You’ve got about 50 milliseconds to make a first impression.
In that time, your user’s brain isn't "reading" your site; it’s performing a high-speed ocular scan to see if you’re worth the effort.
If you’re fighting the way the human eye naturally moves, you’re losing.
The F-Pattern: The brain’s default scan
Nielsen Norman Group famously discovered that users read web content in an F-shaped pattern, two horizontal stripes followed by a vertical stripe.
- The top bar: They scan the header (the top bar of the F).
- The middle hook: They drop down a bit and scan another horizontal line.
- The vertical drop: They skim down the left side for keywords or bullet points.
Why your sidebar is a ghost town
Anything on the right-hand side of your page is essentially in the blind spot of the initial scan.
If your CTA is tucked away in a right-hand sidebar, you might as well have written it in invisible ink.
How to design for the F
- Front-load the value: Put your most important keywords and nuggets in the first two paragraphs and on the left-hand side of your bullet points.

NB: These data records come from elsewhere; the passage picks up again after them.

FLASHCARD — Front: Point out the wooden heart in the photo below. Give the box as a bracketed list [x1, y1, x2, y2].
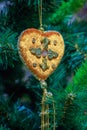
[18, 28, 64, 80]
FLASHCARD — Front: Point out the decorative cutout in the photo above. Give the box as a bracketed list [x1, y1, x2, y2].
[19, 28, 64, 80]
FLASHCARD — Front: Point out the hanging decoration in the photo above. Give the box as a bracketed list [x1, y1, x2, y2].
[18, 0, 64, 130]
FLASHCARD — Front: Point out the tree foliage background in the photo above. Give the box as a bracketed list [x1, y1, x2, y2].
[0, 0, 87, 130]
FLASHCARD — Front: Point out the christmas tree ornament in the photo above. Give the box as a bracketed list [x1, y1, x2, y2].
[18, 0, 64, 130]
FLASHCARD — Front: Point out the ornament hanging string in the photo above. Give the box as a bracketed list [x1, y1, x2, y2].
[38, 0, 44, 31]
[41, 81, 56, 130]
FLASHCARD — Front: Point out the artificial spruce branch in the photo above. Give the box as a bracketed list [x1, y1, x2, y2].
[50, 0, 86, 24]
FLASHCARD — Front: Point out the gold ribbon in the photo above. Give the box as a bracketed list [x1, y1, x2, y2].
[41, 81, 56, 130]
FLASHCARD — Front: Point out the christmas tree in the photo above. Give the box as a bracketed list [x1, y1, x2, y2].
[0, 0, 87, 130]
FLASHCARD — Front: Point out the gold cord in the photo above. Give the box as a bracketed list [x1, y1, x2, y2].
[41, 81, 56, 130]
[38, 0, 44, 31]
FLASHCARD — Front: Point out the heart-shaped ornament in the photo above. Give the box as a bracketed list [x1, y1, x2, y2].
[18, 28, 64, 80]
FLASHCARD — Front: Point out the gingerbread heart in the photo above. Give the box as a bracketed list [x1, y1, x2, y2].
[18, 28, 64, 80]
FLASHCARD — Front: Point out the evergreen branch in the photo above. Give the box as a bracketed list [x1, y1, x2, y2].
[0, 28, 19, 68]
[50, 0, 86, 24]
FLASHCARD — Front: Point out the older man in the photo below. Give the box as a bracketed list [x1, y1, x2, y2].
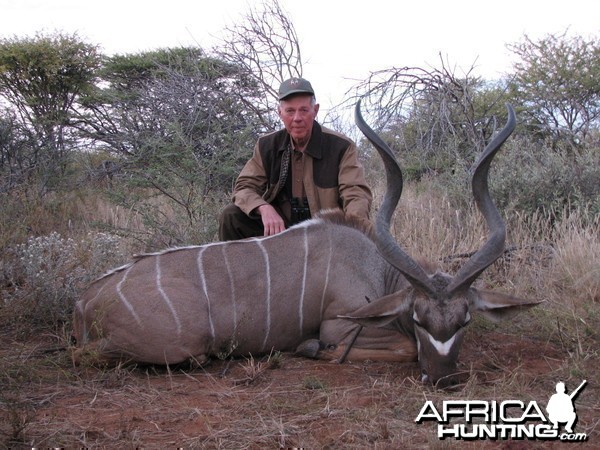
[219, 78, 372, 240]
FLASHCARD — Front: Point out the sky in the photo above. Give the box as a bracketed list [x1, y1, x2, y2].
[0, 0, 600, 110]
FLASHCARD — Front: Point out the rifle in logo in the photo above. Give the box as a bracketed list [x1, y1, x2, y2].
[546, 380, 587, 433]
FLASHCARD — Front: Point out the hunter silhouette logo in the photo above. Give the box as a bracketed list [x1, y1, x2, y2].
[546, 380, 587, 433]
[415, 380, 587, 442]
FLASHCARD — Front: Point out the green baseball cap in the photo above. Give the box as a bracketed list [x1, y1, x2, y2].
[279, 78, 315, 100]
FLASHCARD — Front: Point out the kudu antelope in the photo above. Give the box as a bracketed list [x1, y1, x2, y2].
[73, 103, 536, 384]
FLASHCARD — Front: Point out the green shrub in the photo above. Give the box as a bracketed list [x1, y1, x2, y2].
[0, 232, 125, 331]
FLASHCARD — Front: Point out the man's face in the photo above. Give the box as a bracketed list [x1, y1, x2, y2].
[278, 95, 319, 147]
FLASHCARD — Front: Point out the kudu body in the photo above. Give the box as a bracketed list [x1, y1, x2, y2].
[73, 104, 537, 384]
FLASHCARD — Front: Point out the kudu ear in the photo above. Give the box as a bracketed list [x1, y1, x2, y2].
[471, 289, 544, 322]
[338, 291, 407, 328]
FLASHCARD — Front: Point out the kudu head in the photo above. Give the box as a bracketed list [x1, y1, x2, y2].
[345, 101, 540, 387]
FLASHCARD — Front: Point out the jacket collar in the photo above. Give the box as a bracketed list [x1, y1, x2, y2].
[279, 120, 323, 159]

- The scanning anchor: Use bold subheads and bulleted lists to give the eye a place to land as it moves down the vertical stem of the F.
- Ditch the fluff: If the first few words of your sentences don't promise value, the user will stop scanning before they even get to the "middle" of your F.
We can't change how we look at things.
We can change our design to match the hardware we're born with.